M. [R] [K] et Mme [Y] [M] épouse [K] ont acquis de M. [P] [Z], par acte notarié en date du 25 septembre 2017, la parcelle jouxtant celle des consorts [H] pour y construire une villa.
La propriété des consorts [H] est délimitée côté propriété des époux [K] d’un mur d’environ 25 mètres de long et de 8 mètres de haut qui structure leur habitation.
En 2017, un litige relatif à ce mur a opposé M. [R] [K] et Mme [Y] [M] épouse [K] à leur voisin d’alors, M. [P] [Z]
En 2018, à la suite des premiers travaux de construction de la villa des époux [K], les consorts [H] ont déploré des infiltrations en profondeur, entraînant des remontées d’humidité dans leur propriété. Un accord amiable est intervenu entre les parties aux termes duquel les époux [K] ont entrepris la création d’une marche en béton le long des murs appartenant aux consorts [H] concernés par les infiltrations.

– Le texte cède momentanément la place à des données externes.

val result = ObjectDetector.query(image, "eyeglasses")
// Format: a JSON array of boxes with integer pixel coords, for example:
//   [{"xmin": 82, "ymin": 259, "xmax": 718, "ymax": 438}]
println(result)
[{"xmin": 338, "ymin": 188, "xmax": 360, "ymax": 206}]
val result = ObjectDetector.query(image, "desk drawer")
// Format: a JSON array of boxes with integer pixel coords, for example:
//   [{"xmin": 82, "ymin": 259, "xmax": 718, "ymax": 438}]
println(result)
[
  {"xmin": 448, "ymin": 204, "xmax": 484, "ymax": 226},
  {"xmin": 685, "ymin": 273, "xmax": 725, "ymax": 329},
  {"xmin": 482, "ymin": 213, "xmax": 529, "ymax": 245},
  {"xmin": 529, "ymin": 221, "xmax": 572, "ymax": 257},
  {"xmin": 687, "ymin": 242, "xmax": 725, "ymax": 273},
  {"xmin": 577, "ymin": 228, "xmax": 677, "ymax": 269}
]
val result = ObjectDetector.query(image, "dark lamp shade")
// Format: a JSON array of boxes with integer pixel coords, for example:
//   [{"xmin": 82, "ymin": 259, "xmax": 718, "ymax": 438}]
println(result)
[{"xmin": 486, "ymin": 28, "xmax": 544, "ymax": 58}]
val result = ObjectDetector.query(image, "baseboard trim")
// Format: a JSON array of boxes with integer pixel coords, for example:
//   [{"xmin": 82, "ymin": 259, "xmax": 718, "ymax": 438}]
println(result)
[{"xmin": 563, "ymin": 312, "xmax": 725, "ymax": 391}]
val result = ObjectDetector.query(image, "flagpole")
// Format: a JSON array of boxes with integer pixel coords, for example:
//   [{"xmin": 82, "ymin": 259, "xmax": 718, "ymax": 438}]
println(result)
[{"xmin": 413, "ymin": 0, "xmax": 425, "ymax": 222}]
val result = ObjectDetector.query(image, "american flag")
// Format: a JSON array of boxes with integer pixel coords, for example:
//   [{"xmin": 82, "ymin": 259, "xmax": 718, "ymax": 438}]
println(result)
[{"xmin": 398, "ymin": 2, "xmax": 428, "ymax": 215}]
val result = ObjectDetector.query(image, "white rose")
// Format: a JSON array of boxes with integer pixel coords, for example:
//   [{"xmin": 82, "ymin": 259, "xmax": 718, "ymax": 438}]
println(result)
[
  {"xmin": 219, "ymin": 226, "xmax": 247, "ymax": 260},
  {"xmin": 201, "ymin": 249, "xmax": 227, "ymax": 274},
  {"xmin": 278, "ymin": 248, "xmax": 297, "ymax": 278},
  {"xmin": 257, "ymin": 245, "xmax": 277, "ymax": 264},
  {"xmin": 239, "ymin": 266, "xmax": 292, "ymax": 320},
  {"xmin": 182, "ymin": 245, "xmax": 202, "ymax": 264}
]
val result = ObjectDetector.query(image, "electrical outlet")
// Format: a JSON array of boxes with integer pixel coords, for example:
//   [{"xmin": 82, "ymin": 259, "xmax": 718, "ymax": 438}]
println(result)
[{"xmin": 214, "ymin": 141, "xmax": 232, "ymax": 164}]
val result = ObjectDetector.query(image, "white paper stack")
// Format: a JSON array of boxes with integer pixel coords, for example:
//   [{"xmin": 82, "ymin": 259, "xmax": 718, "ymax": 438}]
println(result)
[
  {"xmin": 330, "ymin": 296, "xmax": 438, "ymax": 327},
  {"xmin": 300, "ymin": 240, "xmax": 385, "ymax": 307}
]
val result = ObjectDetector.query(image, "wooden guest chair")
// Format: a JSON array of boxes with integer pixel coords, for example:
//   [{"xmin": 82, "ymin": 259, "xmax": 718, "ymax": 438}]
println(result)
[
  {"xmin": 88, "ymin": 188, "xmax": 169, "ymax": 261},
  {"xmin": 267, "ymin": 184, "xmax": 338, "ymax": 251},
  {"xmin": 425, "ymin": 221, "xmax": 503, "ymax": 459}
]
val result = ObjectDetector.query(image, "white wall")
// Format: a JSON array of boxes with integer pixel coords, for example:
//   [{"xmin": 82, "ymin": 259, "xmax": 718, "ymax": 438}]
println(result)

Avec la construction de leur piscine, les époux [K] ont aménagé une terrasse et un appentis qui s’appuient sur le mur appartenant aux consorts [H] et ont bétonné la quasi-totalité de la cour et placé partiellement du gazon synthétique. Les consorts [H] se sont alors plaints que l’absence de drainage mis en place à l’occasion de ce chantier était source d’infiltration dans leur mur.
Par courrier RAR du 20 juillet 2019, ils se sont émus des désordres déplorés auprès de leurs voisins et leur ont proposé d’édifier une digue de 40 cm de haut au droit de tous leurs murs pour les isoler des eaux de pluies. En vain.
Aux termes d’une mise en demeure en date du 4 juin 2020 le conseil des consorts [H] a proposé aux époux [K] une rencontre sur les lieux afin de déterminer ensemble les solutions qui permettraient de mettre fin définitivement aux désordres. Cependant, aucune réponse ne fut apportée.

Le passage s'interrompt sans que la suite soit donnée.